Traders are increasing their bets on further European Central Bank (ECB) rate cuts after the institution implemented its first consecutive rate reduction in over a decade. Following a 25 basis point (bps) cut to the deposit rate, bringing it to 3.25%, the market is interpreting the ECB’s actions as the start of a faster easing cycle.
Why the Rate Cuts?
The ECB’s decision was prompted by a worsening economic outlook and signs that inflation is coming under control. ECB policymakers, while cutting rates, emphasized that they are not committing to a particular rate path and will keep monetary policy tight to ensure inflation is fully tamed. However, traders took ECB President Christine Lagarde’s relatively light pushback on market expectations as a green light for further cuts.
Market Reactions
Following the ECB’s move, traders quickly adjusted their rate-cut bets. The market now expects another cut in December, with some speculating whether the reduction will be 25 bps or as large as 50 bps. In total, traders are pricing in around 160 bps of rate cuts by the end of 2025, a faster pace than expected from the U.S. Federal Reserve or the Bank of England.
Eurozone Bonds and Currency
Eurozone government bonds benefited from the move, with bonds slightly outperforming U.S. Treasuries in October. However, the euro fell to its lowest levels since August, closing at $1.0811, as market participants remain concerned about economic risks in the region.
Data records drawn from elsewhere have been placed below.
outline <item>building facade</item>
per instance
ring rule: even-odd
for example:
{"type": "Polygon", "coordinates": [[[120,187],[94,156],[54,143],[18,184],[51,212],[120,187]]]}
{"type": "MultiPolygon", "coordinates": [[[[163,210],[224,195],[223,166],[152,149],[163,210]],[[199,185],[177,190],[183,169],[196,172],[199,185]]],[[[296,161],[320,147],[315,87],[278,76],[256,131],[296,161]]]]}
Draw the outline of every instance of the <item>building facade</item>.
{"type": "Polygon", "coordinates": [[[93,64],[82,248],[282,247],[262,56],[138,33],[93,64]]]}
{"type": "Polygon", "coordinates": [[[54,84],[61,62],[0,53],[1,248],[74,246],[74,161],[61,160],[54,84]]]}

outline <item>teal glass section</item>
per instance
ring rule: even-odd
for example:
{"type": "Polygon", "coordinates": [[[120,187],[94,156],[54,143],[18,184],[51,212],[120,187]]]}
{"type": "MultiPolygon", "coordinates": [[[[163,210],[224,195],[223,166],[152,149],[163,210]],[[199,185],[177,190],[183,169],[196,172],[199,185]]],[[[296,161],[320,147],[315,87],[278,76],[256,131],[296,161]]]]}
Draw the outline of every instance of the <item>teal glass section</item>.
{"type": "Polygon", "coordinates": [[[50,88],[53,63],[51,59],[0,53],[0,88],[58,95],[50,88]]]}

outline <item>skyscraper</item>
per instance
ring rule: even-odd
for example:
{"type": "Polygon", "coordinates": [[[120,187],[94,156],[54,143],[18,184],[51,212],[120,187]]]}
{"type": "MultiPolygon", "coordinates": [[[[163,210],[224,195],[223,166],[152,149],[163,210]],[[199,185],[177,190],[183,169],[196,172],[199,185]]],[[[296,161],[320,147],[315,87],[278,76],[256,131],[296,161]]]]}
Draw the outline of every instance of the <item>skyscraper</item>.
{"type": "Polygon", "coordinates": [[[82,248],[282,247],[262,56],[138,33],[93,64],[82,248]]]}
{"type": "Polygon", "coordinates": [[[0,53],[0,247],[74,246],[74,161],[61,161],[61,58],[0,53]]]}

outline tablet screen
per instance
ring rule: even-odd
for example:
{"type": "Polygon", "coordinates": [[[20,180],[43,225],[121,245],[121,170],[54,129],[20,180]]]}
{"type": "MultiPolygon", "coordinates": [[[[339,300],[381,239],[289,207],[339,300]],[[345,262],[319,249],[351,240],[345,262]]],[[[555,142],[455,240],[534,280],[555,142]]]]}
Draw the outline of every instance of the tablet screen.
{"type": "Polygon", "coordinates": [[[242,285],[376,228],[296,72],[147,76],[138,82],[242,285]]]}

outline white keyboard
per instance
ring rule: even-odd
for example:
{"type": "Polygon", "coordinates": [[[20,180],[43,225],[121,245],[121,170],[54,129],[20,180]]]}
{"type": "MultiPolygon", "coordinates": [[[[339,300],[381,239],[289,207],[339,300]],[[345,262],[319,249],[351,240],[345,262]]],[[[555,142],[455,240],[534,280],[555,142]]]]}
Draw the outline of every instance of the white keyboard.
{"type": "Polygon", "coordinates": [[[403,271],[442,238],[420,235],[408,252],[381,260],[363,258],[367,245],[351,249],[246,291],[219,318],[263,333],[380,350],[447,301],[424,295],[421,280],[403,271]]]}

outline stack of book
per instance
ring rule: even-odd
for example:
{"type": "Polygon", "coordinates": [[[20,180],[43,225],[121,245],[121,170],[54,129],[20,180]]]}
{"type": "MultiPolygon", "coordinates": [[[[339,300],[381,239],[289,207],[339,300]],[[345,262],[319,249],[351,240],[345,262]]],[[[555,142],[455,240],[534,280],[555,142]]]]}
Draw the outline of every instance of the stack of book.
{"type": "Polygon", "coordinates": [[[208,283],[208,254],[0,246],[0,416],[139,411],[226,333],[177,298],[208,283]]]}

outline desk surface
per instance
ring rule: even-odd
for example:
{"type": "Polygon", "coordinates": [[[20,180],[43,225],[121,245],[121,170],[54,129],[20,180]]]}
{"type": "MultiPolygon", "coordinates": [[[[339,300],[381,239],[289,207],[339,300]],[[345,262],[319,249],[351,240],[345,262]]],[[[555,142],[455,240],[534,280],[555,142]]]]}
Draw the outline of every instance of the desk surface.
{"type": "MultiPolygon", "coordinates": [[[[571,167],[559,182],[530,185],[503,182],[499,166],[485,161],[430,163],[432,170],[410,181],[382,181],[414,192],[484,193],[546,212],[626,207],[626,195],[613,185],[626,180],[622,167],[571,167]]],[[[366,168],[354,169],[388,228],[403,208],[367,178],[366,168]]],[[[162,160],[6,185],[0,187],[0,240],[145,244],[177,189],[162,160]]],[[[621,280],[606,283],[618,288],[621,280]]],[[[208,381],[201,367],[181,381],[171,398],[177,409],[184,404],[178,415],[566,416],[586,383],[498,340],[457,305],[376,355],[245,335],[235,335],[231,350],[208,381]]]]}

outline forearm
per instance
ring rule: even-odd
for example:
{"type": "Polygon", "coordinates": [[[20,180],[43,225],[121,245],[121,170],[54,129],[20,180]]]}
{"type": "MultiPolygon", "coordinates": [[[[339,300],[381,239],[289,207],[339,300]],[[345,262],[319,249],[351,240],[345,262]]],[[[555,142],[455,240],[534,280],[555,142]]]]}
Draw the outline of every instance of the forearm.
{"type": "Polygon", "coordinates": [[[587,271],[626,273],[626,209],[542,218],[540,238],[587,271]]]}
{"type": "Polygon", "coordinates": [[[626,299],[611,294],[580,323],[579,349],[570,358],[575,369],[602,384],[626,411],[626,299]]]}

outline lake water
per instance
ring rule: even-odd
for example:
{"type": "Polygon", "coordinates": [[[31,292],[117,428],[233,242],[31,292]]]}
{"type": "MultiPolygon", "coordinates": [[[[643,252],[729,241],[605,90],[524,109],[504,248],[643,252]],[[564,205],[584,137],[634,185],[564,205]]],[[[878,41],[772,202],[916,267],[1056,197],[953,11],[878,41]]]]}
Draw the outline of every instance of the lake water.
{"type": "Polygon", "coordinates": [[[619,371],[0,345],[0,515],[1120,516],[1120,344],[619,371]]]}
External Risks: U.S. Election and Tariffs
Adding to the uncertainty, the U.S. presidential election looms large over the euro’s outlook. Should Donald Trump win, his potential tariff policies on imports could hurt the eurozone economy, increasing the likelihood of further ECB easing.
With the U.S. economy showing stronger-than-expected retail sales and job data, traders are left navigating a complex global landscape as they assess the ECB’s next move.
As the ECB embarks on back-to-back rate cuts for the first time since 2011, the eurozone faces a mix of internal economic challenges and external risks, with traders betting on continued easing. While bond markets have found some support, the euro is expected to stay under pressure in the near term.